Tableau 1 – Scores détaillés des forces politiques : législatives 2012, législatives 2017 et évolutions de ces scores
entre élections (% exprimés)

L’augmentation considérable du taux d’abstention (+ 8,5 points de pourcentage) constitue un premier indice de la spécificité de ces élections. Il s’explique sans doute pour partie par une accélération d’un phénomène connu : depuis la fin des années 80 l’abstention aux élections législatives n’a guère cessé de progresser. Mais un second mécanisme démobilisateur peut être invoqué : on a souvent remarqué lors des élections législatives précédentes que le camp politique qui a perdu l’élection présidentielle tend à s’abstenir un peu plus fréquemment que le camp du gagnant comme si l’on s’accordait à jouer en faveur d’une certaine cohérence politique. Mais ici ce mécanisme est considérablement démultiplié du fait qu’il n’y a pas, comme de coutume, un seul camp vaincu (la gauche ou la droite) mais deux (gauche et droite) voire trois en y comptant l’extrême droite.

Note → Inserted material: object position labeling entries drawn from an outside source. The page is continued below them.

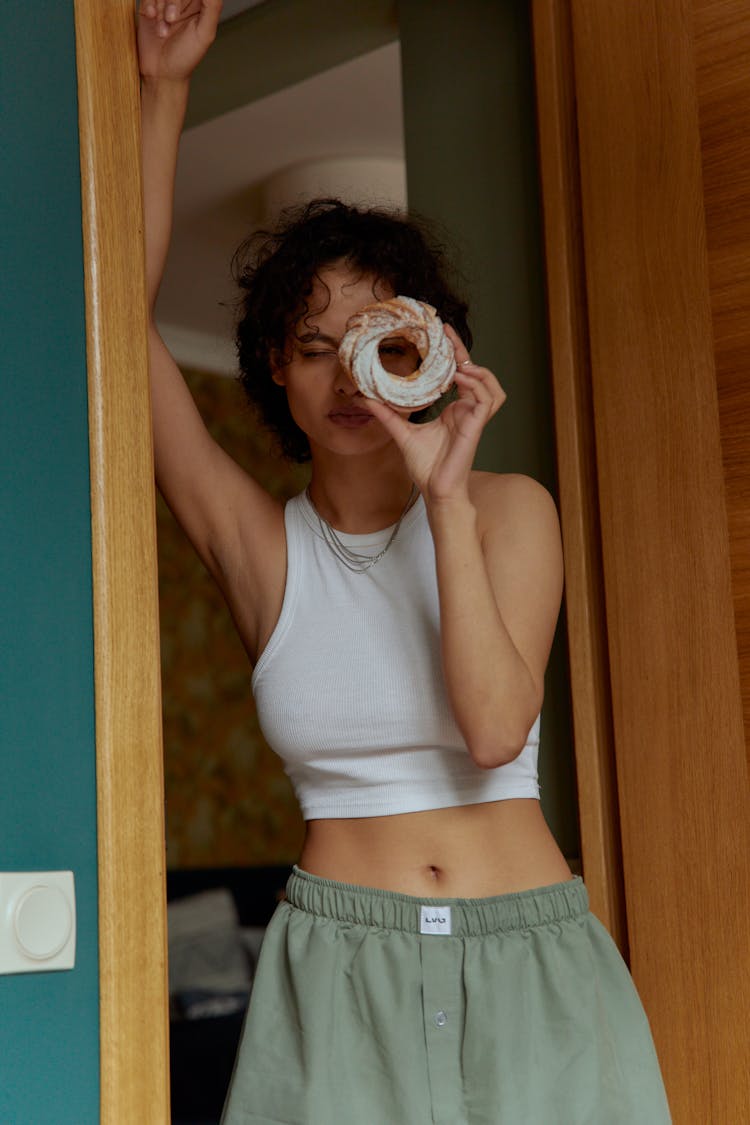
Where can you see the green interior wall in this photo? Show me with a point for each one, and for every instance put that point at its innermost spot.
(471, 165)
(48, 1022)
(470, 135)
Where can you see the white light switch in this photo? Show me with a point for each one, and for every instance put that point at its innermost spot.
(37, 921)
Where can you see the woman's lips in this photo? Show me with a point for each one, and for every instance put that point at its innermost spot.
(350, 419)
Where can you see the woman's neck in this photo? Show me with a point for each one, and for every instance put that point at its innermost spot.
(358, 496)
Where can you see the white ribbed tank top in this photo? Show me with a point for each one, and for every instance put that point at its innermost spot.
(350, 690)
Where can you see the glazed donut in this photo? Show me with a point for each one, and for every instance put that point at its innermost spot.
(416, 322)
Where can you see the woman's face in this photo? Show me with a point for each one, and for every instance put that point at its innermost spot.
(324, 402)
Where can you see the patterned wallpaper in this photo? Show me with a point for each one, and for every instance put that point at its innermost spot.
(228, 801)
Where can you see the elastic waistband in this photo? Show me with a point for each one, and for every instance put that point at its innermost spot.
(470, 917)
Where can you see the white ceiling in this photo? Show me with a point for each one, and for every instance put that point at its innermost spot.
(353, 110)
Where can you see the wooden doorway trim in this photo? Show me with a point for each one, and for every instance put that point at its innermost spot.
(577, 478)
(676, 702)
(134, 1029)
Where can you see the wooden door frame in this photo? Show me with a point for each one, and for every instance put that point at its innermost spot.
(134, 1009)
(639, 439)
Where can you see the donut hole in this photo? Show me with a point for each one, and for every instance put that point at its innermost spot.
(399, 357)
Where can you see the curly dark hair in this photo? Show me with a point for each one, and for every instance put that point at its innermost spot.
(276, 271)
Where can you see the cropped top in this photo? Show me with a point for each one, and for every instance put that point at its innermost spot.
(350, 690)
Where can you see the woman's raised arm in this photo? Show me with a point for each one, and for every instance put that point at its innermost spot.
(223, 511)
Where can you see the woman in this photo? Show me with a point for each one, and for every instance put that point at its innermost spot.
(434, 960)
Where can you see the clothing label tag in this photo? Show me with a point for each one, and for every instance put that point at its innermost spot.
(435, 920)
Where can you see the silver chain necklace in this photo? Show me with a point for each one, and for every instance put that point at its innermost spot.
(353, 560)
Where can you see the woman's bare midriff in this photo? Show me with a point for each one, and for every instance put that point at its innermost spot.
(473, 851)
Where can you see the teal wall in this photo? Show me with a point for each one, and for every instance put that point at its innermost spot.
(48, 1022)
(470, 134)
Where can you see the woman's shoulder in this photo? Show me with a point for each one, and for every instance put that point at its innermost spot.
(506, 497)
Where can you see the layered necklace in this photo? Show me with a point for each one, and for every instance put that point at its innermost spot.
(353, 560)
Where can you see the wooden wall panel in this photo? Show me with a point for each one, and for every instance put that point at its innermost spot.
(134, 1031)
(577, 482)
(722, 48)
(677, 716)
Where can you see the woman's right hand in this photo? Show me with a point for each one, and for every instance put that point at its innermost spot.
(174, 35)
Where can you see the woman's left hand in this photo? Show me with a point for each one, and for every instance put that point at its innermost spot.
(439, 455)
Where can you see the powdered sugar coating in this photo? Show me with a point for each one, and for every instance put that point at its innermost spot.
(415, 321)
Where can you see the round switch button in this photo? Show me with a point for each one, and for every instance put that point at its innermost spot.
(43, 923)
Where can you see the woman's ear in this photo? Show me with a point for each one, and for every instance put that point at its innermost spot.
(278, 369)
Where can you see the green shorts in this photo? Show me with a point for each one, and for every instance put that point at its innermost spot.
(371, 1008)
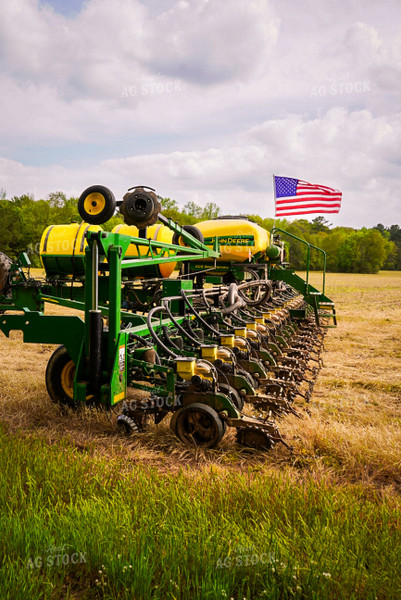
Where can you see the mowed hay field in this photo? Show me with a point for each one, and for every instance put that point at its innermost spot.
(86, 513)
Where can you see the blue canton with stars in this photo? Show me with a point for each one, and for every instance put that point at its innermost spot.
(285, 186)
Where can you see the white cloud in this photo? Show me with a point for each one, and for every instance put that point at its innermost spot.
(202, 101)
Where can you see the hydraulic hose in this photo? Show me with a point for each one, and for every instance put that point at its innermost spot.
(154, 335)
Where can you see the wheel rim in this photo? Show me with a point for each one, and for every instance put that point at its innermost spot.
(197, 427)
(94, 203)
(67, 379)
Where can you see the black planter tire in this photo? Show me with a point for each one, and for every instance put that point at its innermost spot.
(96, 205)
(5, 265)
(192, 230)
(60, 373)
(198, 425)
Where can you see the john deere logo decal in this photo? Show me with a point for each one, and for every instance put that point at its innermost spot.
(238, 240)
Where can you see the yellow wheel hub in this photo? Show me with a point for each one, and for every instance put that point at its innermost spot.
(94, 203)
(67, 379)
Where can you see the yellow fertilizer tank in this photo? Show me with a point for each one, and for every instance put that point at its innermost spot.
(239, 239)
(62, 249)
(159, 233)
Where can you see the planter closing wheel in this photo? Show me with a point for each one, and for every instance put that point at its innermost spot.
(198, 425)
(60, 375)
(96, 205)
(140, 207)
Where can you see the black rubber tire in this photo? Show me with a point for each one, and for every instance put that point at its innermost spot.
(59, 368)
(192, 230)
(206, 433)
(5, 265)
(126, 424)
(254, 438)
(140, 208)
(263, 292)
(98, 210)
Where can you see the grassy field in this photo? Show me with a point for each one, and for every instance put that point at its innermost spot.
(85, 513)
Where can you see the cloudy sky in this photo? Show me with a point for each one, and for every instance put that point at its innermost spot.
(204, 100)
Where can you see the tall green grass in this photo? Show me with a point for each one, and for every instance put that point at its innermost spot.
(145, 534)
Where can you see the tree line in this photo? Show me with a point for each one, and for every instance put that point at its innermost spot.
(23, 219)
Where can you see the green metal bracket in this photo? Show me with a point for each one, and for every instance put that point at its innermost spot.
(309, 246)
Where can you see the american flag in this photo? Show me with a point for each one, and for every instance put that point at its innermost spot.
(297, 197)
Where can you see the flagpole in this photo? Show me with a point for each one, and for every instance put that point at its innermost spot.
(275, 201)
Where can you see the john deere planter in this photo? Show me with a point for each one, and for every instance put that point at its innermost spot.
(210, 321)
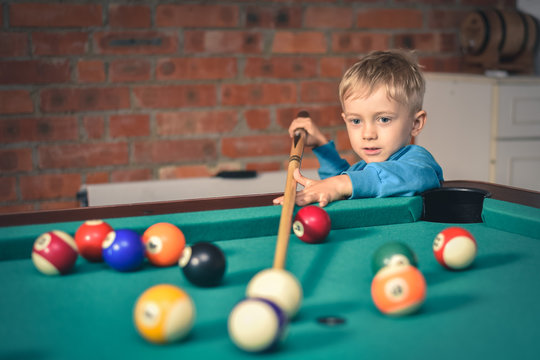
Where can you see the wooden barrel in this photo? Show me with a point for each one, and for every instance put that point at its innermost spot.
(510, 32)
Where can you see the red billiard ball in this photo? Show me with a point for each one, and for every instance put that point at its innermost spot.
(89, 238)
(312, 224)
(164, 244)
(54, 252)
(455, 248)
(398, 290)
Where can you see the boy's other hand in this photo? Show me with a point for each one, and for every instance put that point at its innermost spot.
(321, 191)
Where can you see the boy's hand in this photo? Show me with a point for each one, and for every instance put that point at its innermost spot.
(321, 191)
(314, 136)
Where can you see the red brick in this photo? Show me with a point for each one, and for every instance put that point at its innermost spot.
(196, 68)
(55, 100)
(83, 155)
(54, 15)
(49, 186)
(257, 119)
(196, 122)
(15, 160)
(328, 17)
(323, 116)
(34, 72)
(94, 126)
(335, 67)
(251, 146)
(195, 15)
(319, 91)
(38, 129)
(223, 42)
(15, 102)
(131, 175)
(175, 150)
(91, 71)
(359, 42)
(129, 125)
(281, 67)
(13, 44)
(186, 171)
(258, 94)
(273, 17)
(8, 189)
(65, 43)
(99, 177)
(390, 19)
(310, 42)
(129, 70)
(173, 96)
(130, 16)
(135, 42)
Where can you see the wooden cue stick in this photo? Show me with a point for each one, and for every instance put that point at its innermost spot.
(284, 230)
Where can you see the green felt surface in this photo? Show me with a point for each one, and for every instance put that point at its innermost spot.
(16, 241)
(489, 311)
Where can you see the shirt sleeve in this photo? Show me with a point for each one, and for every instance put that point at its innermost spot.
(331, 164)
(411, 172)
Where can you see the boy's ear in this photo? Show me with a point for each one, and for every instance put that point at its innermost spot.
(418, 122)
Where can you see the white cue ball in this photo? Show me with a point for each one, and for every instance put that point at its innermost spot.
(257, 325)
(278, 286)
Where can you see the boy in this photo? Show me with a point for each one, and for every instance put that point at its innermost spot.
(381, 97)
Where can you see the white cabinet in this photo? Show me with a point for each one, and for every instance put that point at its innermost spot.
(483, 128)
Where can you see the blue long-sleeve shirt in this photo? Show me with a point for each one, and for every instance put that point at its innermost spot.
(409, 171)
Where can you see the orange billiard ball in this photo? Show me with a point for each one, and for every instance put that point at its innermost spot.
(398, 290)
(89, 239)
(164, 313)
(164, 244)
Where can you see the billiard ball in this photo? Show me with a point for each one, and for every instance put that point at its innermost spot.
(123, 250)
(54, 252)
(164, 244)
(455, 248)
(257, 325)
(393, 254)
(164, 313)
(89, 239)
(398, 290)
(312, 224)
(278, 286)
(203, 264)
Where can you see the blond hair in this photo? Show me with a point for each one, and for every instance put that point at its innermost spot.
(397, 70)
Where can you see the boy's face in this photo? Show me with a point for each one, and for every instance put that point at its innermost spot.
(379, 126)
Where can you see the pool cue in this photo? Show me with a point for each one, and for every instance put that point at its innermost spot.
(284, 230)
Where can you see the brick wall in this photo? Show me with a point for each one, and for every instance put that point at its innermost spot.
(109, 91)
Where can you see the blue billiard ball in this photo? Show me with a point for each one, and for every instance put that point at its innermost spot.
(123, 250)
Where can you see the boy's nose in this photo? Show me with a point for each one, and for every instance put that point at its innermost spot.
(369, 132)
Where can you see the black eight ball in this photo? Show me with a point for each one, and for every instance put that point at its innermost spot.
(203, 264)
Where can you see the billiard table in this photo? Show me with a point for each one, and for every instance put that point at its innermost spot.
(489, 311)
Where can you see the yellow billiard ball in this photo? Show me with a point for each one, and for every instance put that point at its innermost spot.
(164, 313)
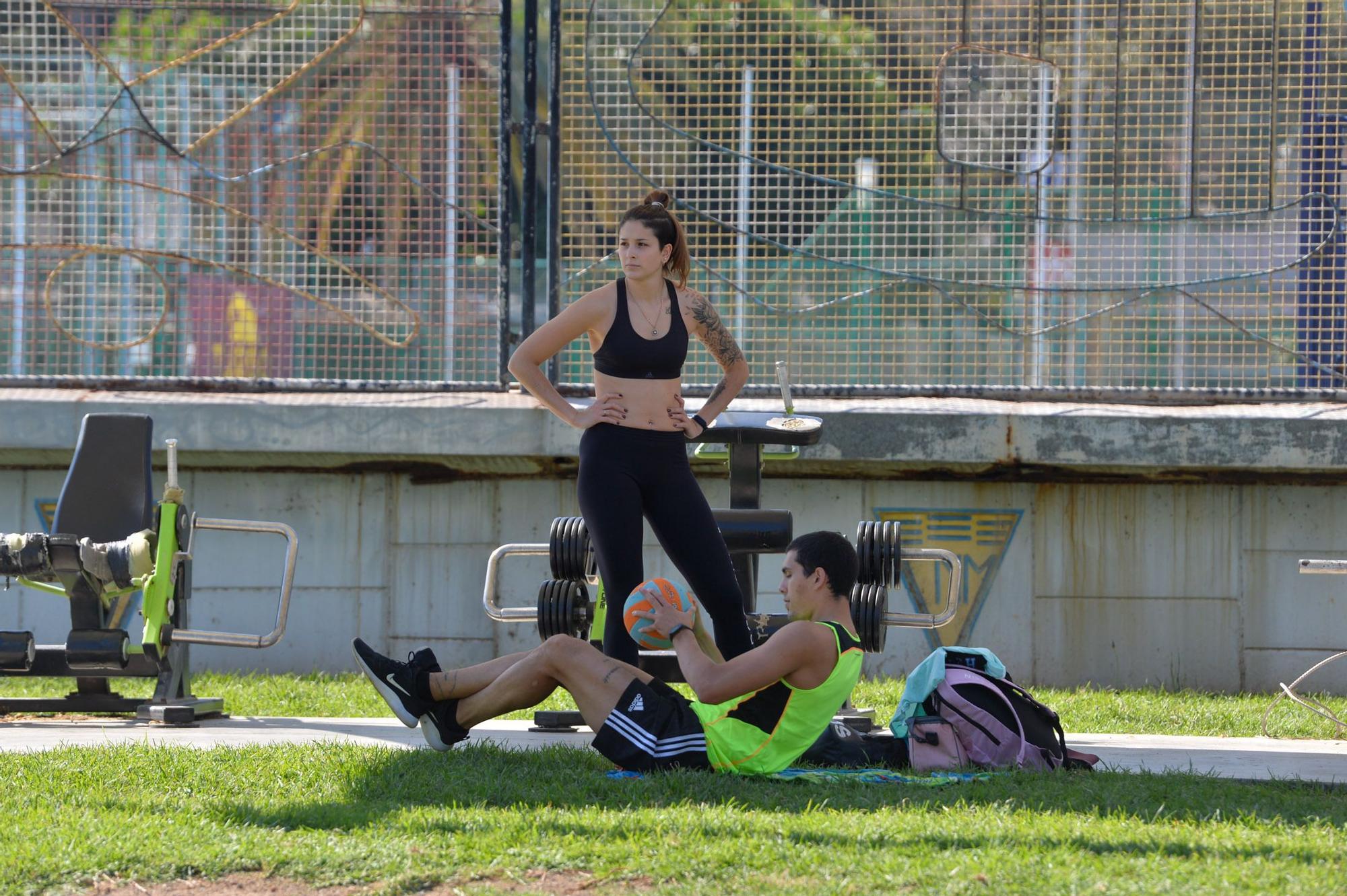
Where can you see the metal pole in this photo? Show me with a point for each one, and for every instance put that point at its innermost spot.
(451, 217)
(503, 193)
(554, 174)
(529, 198)
(742, 273)
(21, 236)
(1041, 228)
(127, 226)
(1187, 187)
(1078, 345)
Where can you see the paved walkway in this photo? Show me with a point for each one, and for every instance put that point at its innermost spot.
(1245, 758)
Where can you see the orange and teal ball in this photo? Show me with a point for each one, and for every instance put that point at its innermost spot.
(640, 627)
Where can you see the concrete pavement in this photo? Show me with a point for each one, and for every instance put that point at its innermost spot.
(1241, 758)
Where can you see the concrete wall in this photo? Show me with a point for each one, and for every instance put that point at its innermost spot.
(1128, 582)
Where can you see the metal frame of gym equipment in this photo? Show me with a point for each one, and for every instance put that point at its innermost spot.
(1288, 692)
(107, 497)
(565, 606)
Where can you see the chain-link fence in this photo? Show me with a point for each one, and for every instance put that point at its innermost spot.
(243, 190)
(1047, 193)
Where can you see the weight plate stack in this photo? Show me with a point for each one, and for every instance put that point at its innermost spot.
(869, 605)
(569, 549)
(98, 649)
(879, 547)
(564, 609)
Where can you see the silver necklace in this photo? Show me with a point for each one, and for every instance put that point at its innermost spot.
(655, 329)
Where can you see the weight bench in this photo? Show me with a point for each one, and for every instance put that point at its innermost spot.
(111, 539)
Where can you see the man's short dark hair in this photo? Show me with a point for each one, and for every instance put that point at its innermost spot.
(834, 553)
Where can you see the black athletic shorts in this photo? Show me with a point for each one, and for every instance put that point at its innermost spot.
(653, 727)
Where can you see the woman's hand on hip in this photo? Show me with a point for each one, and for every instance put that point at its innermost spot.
(678, 416)
(607, 408)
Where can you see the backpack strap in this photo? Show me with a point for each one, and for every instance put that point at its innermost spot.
(1053, 716)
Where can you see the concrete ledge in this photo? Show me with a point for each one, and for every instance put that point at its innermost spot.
(1244, 758)
(496, 435)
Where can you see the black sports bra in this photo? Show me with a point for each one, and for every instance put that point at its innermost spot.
(628, 355)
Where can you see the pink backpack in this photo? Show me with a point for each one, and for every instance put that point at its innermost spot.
(1000, 724)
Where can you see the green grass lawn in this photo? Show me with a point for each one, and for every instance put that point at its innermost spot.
(483, 819)
(486, 820)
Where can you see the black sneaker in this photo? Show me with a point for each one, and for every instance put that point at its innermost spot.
(441, 726)
(397, 681)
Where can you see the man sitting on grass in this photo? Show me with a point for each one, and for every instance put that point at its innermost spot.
(756, 714)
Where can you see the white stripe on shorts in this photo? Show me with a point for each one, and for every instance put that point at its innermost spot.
(649, 743)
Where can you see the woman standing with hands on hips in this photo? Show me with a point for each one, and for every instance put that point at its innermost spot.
(634, 458)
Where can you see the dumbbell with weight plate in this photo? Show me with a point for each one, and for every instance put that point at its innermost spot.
(17, 650)
(869, 605)
(564, 609)
(569, 549)
(879, 547)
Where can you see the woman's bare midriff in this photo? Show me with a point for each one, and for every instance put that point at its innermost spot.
(647, 401)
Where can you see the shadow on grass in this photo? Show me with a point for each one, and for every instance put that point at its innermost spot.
(391, 782)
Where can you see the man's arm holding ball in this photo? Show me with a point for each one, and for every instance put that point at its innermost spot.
(716, 681)
(705, 641)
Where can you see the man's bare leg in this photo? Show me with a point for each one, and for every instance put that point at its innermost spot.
(469, 680)
(595, 681)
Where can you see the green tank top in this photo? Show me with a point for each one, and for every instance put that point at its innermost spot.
(764, 732)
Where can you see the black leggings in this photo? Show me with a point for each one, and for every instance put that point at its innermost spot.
(627, 473)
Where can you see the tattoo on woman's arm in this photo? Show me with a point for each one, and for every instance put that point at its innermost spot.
(716, 393)
(717, 338)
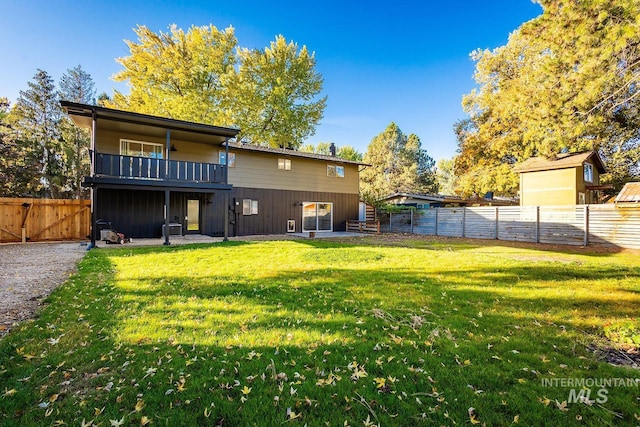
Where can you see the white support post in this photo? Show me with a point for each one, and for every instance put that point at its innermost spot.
(586, 225)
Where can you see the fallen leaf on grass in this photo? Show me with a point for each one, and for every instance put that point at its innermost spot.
(8, 393)
(473, 416)
(562, 406)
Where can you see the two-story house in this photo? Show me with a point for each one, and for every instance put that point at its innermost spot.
(151, 174)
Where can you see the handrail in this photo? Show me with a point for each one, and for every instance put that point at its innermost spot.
(157, 169)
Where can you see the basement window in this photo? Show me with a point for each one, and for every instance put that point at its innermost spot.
(249, 207)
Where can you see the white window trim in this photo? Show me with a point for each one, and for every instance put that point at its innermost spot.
(316, 229)
(335, 168)
(589, 167)
(285, 163)
(231, 154)
(249, 207)
(155, 144)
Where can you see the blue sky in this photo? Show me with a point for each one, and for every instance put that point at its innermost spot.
(405, 62)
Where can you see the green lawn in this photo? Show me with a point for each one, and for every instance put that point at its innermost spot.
(421, 332)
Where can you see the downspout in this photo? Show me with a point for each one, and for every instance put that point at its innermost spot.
(92, 170)
(226, 193)
(167, 194)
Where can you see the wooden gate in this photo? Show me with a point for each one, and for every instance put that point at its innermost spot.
(34, 220)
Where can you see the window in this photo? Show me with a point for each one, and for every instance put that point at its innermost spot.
(141, 149)
(284, 164)
(335, 171)
(317, 216)
(222, 158)
(249, 207)
(588, 172)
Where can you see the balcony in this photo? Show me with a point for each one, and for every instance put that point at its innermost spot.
(114, 169)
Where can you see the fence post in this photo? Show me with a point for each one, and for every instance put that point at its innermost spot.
(464, 220)
(586, 225)
(537, 224)
(411, 221)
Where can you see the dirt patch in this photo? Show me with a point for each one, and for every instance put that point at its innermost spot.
(629, 357)
(29, 273)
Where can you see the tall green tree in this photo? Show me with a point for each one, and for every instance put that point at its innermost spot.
(276, 94)
(445, 176)
(76, 85)
(565, 81)
(15, 172)
(398, 163)
(179, 75)
(35, 120)
(271, 94)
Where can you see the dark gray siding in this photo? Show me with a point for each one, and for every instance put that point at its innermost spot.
(140, 213)
(275, 207)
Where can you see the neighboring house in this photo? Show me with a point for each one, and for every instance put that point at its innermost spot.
(567, 179)
(425, 201)
(149, 174)
(422, 201)
(629, 195)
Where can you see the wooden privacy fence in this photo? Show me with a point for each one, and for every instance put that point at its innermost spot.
(570, 225)
(35, 220)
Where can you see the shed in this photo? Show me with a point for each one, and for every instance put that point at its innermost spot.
(566, 179)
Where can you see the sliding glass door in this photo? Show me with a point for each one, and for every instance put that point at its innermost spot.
(317, 216)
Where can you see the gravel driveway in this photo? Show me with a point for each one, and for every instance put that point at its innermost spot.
(28, 274)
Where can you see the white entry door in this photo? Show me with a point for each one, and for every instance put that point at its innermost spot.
(317, 216)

À l’inverse, il est intéressant de constater que le vote en faveur des candidats de La République en marche est corrélé négativement avec le taux d’abstention (-.70).
Les évolutions des forces politiques entre les deux premiers tours des élections législatives sont signes d’un véritable bouleversement politique. La perte du Parti socialiste (- 22,1 points de pourcentage), à laquelle s’ajoutent celles de ses alliés habituels (RDG, DVG EELV), est inédite. Rappelons ici pour mémoire que dans l’un de ses pires moments, celui des élections législatives de 1993, le Parti socialiste et ses alliés recueillaient 20,2 % des suffrages exprimés et obtenaient 52 élus contre aujourd’hui 9,1 % et 28 élus.
À gauche de la gauche, les candidats de la France insoumise doublent à peu près leurs scores de 2012 sans atteindre le résultat de Jean-Luc Mélenchon lors de l’élection présidentielle sans doute à cause du moindre poids, dans des élections législatives, de la personnalité même du leader de la France insoumise.
Notons que les pertes de la droite modérée (LR, UDI, DVD) sont d’une moindre ampleur que celles de la gauche (- 13,5 points) et qu’enfin le total des pertes cumulées de la gauche et de la droite modérées sont de l’ordre de grandeur des gains de LREM comparé au MoDem de 2012 soit 31 points de pourcentage.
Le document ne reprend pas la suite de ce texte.